As brigas para ver quem senta na janela, as brincadeiras de palavras, as comidas que a mãe providencia, as paradas para o xixi, o enjoo, o rádio, tudo conduz o leitor, sempre pela ação e pela sensação, a cenas que ele já conhece de alguma forma —mesmo que não as tenha vivido literalmente.

O mundo interno da menina, cheio de "coisas preferidas", fantasias e medos, descortina, ao mesmo tempo em que causa empatia e nostalgia, também o cenário da ditadura uruguaia dos anos 80.

O leitor vai descobrindo, indiretamente, que esses pais que viajam no banco da frente são militantes de esquerda, que está havendo uma guerra nas Malvinas e que a educação que os quatro filhos recebem é progressista.

Não é preciso que os detalhes —como o fato de o peixe que a garota deixa aos cuidados de uma amiga se chamar Outro— sejam interpretados metaforicamente.

Não são metáforas; correspondem exatamente àquilo que se está dizendo e isso em nada diminui a potência de denúncia do livro.
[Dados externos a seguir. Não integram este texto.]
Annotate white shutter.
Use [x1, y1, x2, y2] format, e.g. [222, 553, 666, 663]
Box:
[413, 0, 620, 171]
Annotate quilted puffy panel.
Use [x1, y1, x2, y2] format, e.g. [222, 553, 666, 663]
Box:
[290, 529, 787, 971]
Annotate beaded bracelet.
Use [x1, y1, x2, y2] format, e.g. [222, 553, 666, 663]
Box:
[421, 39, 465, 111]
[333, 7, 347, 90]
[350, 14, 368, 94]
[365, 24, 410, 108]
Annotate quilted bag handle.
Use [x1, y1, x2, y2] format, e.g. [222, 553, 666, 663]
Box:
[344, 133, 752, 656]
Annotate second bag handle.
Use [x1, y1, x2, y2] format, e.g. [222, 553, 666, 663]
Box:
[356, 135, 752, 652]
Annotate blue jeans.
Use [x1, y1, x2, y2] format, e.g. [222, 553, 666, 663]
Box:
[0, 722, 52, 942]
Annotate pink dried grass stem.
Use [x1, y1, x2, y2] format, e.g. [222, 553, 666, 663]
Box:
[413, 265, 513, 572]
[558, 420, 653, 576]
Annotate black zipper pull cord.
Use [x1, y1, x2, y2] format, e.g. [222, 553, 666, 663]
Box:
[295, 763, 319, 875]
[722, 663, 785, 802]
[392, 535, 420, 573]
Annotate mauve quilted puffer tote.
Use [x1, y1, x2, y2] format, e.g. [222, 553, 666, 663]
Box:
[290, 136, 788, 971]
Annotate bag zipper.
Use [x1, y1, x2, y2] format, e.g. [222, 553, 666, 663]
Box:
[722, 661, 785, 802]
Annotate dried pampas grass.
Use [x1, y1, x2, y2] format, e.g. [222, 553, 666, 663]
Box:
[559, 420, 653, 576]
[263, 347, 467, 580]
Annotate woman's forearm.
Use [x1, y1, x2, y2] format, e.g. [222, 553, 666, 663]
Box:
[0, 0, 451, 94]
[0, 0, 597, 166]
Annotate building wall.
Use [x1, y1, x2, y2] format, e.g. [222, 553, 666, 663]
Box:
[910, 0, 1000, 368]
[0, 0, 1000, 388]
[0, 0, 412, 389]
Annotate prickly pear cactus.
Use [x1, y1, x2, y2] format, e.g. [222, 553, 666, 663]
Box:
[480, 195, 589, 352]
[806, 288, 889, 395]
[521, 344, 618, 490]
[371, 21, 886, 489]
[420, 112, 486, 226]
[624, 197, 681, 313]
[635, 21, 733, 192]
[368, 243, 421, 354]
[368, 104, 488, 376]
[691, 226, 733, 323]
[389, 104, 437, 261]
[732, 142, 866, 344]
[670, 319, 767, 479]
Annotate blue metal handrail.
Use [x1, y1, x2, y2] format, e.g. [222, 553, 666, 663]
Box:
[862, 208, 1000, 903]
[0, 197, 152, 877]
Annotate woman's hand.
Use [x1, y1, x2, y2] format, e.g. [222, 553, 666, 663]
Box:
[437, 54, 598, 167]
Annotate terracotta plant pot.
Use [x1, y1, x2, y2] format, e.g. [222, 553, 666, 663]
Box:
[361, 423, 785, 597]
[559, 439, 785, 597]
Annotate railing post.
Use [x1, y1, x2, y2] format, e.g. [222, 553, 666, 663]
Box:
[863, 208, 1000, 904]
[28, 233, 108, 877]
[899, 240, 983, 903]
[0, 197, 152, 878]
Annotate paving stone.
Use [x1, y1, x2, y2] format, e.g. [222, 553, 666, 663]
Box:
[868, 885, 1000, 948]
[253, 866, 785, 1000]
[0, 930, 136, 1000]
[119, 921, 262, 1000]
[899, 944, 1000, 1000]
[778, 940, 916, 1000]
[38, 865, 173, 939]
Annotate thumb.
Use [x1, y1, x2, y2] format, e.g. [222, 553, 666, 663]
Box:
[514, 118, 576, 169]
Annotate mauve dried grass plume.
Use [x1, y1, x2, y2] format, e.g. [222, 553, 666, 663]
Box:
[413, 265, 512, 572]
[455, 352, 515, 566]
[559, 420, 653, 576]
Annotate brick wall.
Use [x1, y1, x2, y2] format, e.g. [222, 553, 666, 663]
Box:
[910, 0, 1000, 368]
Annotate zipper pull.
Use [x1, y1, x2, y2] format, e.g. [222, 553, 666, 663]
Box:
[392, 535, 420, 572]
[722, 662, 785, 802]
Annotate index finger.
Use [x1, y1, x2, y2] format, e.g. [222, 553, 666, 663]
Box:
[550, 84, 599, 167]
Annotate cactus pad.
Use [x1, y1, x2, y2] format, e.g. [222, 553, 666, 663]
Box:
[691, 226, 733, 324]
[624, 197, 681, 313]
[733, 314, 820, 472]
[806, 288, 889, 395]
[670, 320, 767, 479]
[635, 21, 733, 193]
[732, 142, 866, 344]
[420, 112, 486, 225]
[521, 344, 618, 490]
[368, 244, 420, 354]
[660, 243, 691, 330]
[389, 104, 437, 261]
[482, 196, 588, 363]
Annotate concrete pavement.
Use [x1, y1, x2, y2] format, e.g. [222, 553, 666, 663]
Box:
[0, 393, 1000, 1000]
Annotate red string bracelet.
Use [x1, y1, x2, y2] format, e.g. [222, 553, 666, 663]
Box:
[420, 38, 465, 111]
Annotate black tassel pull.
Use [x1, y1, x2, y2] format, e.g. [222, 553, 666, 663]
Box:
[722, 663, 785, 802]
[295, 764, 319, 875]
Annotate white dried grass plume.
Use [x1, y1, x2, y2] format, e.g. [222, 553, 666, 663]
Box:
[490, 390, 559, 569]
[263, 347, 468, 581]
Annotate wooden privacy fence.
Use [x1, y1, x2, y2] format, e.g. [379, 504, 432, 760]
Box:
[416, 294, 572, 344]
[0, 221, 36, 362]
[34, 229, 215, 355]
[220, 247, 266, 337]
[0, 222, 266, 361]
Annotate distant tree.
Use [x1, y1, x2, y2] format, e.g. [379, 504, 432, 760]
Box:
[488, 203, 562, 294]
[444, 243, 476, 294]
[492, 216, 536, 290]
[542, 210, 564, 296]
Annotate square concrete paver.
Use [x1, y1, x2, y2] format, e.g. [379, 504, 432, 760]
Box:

É a prova de que uma história pode, ao mesmo tempo, provocar sensações e também remeter à consciência histórica. Aos poucos, assim, como quem não quer nada, vai se reconhecendo uma época, uma família, uma fenomenologia.

Um mundo que, de certa forma, acabou, mas que provavelmente continua, nas memórias de quem viveu aqueles anos, dentro de carros com outras famílias e, quem sabe, ainda nos carros em que algumas famílias viajam para passar as férias em alguma casa do litoral de alguma praia da América Latina.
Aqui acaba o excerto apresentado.